============================
Design of The Invirtibuilder
============================

Introduction
============

The Invirtibuilder is an automated Debian package builder, APT
repository manager, and Git repository hosting tool. It is intended
for projects that consist of a series of Debian packages each tracked
as a separate Git repository, and designed to keep the Git and APT
repositories in sync with each other. The Invirtibuilder supports
having multiple threads, or "pockets" of development, and can enforce
different access control and repository consistency rules for each
pocket.

Background and Goals
====================

The Invirtibuilder was originally developed for Invirt_, a project of
the MIT SIPB_. When we went to develop a tool for managing our APT and
Git repositories, we had several goals, each of which informed the
design of the Invirtibuilder:

* One Git repository per Debian package.

  Because of how Git tracks history, it's better suited for tracking a
  series of small repositories, as opposed to one large one
  [#]_. Furthermore, most preexisting tools and techniques for dealing
  with Debian packages in Git repositories (such as git-buildpackage_
  or `VCS location information`_) are designed exclusively for this
  case.

* Synchronization between Git and APT repositories.

  In our previous development models, we would frequently merge
  development into trunk without necessarily being ready to deploy it
  to our APT repository (and by extension, our servers) yet.

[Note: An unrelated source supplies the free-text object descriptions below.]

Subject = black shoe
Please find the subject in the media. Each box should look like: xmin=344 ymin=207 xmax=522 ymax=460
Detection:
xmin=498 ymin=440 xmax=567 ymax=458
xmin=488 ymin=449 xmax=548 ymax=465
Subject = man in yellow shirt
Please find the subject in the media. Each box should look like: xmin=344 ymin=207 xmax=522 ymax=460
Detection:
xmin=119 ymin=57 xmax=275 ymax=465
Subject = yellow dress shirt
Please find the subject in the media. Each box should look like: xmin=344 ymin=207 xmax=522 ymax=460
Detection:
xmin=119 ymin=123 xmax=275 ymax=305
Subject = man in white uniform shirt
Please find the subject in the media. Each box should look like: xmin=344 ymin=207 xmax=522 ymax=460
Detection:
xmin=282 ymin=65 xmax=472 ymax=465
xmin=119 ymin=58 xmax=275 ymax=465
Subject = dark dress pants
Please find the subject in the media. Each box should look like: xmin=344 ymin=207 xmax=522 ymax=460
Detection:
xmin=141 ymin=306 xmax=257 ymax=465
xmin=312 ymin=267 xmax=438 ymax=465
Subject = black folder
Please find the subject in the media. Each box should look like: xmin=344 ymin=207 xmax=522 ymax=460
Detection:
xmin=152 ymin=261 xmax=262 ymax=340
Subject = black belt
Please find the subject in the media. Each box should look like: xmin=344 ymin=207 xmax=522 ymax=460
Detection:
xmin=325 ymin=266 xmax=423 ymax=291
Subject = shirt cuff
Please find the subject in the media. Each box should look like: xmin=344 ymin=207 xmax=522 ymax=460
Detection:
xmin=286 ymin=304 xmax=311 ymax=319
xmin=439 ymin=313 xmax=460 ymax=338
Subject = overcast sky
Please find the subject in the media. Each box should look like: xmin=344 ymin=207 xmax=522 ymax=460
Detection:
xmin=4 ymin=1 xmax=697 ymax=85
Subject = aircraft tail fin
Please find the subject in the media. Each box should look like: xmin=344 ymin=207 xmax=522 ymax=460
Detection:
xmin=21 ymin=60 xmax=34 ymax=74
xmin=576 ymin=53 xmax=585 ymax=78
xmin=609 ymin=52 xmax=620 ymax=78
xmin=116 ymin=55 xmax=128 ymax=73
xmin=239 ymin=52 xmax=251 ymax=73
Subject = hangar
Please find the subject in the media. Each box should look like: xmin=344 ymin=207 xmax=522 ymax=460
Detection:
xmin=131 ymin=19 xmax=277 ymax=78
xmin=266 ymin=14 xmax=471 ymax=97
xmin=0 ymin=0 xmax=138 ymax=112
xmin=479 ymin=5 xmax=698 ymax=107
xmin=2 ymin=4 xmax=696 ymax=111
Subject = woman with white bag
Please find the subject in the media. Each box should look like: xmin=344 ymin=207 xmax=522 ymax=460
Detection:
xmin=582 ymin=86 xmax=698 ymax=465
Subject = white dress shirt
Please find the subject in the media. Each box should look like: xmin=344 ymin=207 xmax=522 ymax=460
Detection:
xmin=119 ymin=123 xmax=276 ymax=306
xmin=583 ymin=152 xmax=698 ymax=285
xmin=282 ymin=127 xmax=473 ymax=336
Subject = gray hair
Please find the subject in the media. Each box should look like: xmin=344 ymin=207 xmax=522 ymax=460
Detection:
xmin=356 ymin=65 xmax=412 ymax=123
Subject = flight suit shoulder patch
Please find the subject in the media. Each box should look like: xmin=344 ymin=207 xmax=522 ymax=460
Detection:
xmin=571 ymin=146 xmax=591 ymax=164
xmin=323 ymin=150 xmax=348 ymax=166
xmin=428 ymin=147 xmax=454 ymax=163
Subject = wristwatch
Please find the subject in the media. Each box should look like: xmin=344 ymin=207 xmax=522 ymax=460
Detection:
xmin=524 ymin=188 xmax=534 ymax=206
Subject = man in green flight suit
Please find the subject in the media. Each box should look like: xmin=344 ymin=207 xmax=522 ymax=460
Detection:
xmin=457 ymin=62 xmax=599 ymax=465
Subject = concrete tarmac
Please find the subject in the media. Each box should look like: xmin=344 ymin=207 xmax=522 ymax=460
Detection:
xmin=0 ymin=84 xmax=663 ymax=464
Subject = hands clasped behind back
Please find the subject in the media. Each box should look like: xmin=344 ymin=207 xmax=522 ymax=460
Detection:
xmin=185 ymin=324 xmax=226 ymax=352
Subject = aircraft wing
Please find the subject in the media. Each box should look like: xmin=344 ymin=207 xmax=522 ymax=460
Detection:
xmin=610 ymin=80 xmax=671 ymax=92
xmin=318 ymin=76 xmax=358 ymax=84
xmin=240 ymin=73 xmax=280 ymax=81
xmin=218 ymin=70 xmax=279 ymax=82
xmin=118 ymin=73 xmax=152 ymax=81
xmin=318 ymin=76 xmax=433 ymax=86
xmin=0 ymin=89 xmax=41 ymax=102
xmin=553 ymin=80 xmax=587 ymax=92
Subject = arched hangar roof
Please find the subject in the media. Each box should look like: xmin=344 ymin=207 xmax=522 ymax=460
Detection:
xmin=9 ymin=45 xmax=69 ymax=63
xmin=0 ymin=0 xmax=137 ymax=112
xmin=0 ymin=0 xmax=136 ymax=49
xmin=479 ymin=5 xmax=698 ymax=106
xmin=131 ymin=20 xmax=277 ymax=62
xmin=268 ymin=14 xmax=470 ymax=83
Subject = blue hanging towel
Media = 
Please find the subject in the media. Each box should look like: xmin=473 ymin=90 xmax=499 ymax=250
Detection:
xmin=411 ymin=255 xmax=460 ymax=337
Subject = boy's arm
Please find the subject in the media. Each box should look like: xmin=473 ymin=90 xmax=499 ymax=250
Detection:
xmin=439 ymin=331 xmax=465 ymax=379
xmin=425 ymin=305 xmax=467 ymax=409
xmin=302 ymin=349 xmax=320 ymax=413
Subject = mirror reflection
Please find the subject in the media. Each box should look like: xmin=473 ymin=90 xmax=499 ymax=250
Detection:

However,
  once the changes had been merged in, it was no longer possible to
  see the current state of the APT repository purely from inspection
  of the source control repository.

* Support for multiple *pockets* of development.

  For the Invirt_ project, we maintain separate production and
  development environments. Initially, they each shared the same APT
  repository. To test changes, we had to install them into the APT
  repository and install the update on our development cluster, and
  simply wait to take the update on our production cluster until
  testing was completed. When designing the Invirtibuilder, we wanted
  the set of packages available to our development cluster to be
  separate from the packages in the production cluster.

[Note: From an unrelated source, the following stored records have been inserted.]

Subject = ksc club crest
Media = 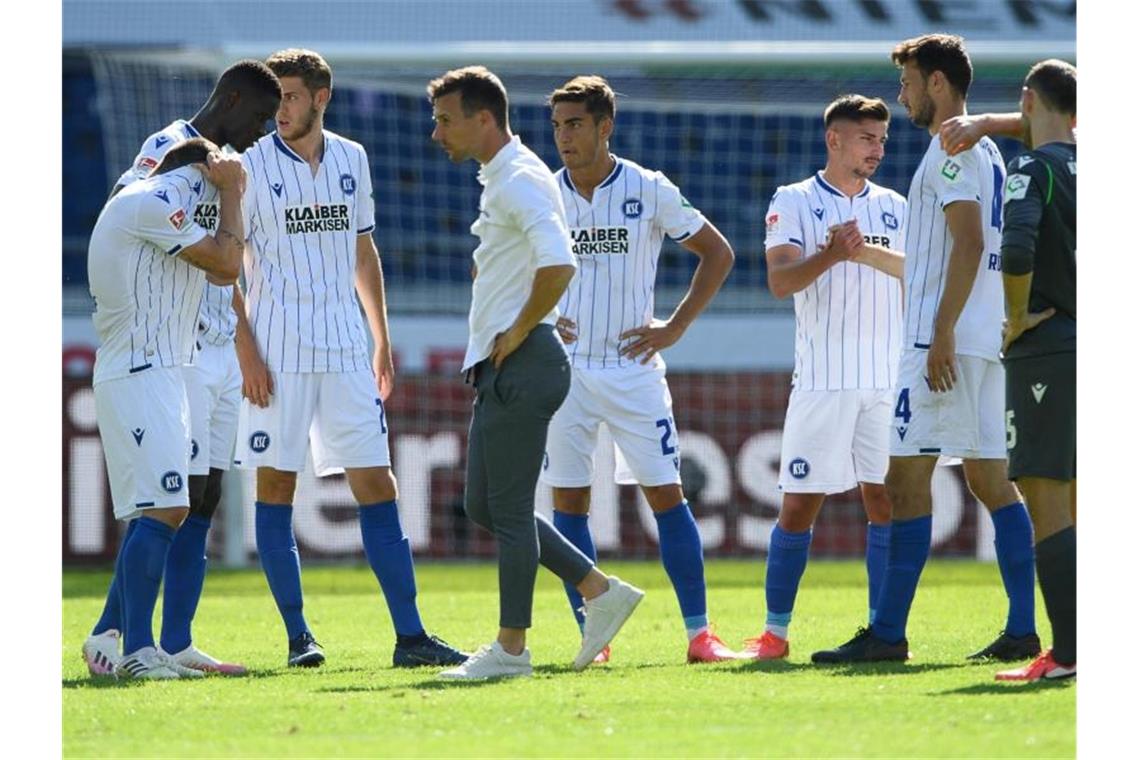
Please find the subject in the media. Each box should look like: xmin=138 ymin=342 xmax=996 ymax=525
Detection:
xmin=340 ymin=174 xmax=356 ymax=195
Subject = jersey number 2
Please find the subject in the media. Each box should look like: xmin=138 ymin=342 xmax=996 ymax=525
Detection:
xmin=656 ymin=417 xmax=677 ymax=455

* Different ACLs for different pockets.

  Access to our development cluster is relatively unrestricted—we
  freely grant access to interested developers to encourage
  contributions to the project. Our production cluster, on the other
  hand, has a much higher standard of security, and access is limited
  to the core maintainers of the service. The Invirtibuilder needed to
  support that separation of privilege.

* Tool-enforced version number restrictions.

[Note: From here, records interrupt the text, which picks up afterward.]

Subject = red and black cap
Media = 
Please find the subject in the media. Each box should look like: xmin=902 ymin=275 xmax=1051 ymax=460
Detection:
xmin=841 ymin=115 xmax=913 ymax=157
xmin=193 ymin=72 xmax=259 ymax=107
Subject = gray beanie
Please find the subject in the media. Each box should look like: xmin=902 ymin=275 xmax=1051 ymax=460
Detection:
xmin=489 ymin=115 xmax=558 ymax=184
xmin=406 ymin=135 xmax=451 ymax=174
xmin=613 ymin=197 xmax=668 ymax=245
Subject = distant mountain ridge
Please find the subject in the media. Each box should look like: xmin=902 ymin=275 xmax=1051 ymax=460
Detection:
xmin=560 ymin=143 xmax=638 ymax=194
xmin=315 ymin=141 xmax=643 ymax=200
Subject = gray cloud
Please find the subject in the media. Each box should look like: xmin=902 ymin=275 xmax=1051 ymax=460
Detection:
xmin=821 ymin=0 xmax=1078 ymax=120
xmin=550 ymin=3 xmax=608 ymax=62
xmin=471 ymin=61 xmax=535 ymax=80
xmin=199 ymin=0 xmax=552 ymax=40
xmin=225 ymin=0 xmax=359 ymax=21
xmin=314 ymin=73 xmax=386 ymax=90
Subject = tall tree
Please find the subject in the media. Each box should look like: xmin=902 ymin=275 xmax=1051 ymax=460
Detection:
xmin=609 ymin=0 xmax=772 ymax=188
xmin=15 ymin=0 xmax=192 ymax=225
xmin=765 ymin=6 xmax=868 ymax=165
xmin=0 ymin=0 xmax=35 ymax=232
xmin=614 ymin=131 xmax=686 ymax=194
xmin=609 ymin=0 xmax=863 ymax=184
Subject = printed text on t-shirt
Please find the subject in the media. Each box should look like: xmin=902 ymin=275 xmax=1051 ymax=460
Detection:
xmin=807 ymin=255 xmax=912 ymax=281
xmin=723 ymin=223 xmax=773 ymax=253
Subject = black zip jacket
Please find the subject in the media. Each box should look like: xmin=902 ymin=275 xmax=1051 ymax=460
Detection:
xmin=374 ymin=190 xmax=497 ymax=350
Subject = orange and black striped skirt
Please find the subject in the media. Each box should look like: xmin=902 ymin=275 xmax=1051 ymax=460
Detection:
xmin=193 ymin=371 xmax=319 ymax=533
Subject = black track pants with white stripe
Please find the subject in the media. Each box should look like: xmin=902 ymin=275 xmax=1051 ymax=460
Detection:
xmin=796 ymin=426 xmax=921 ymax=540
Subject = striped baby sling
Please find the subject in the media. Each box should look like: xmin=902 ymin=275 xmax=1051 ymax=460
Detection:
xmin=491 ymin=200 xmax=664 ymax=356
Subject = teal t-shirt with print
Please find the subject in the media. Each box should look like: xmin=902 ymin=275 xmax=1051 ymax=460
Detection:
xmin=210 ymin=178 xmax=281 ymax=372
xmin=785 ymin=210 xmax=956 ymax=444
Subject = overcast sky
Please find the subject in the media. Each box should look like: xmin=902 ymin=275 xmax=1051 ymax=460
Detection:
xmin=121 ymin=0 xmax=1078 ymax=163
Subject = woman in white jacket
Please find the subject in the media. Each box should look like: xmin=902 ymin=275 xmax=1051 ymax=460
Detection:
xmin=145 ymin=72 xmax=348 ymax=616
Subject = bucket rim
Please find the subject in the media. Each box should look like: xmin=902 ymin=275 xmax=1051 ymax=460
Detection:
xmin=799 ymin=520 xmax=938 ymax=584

  Keeping our packages in APT repositories adds a few restrictions to
  the version numbers of packages. First, version numbers in the APT
  repository must be unique. That is, you can not have two different
  packages of the same name and version number. Second, version
  numbers are expected to be monotonically increasing. If a newer
  version of a package had a lower version number than the older
  version, dpkg would consider this a downgrade. Downgrades are not
  supported by dpkg, and will not even be attempted by APT.

  In order to avoid proliferation of version numbers used only for
  testing purposes, we opted to bend the latter rule for our
  development pocket.

* Tool-enforced consistent history.

  In order for the Git history to be meaningful, we chose to require
  that each version of a package that is uploaded into the APT
  repository be a fast-forward of the previous version.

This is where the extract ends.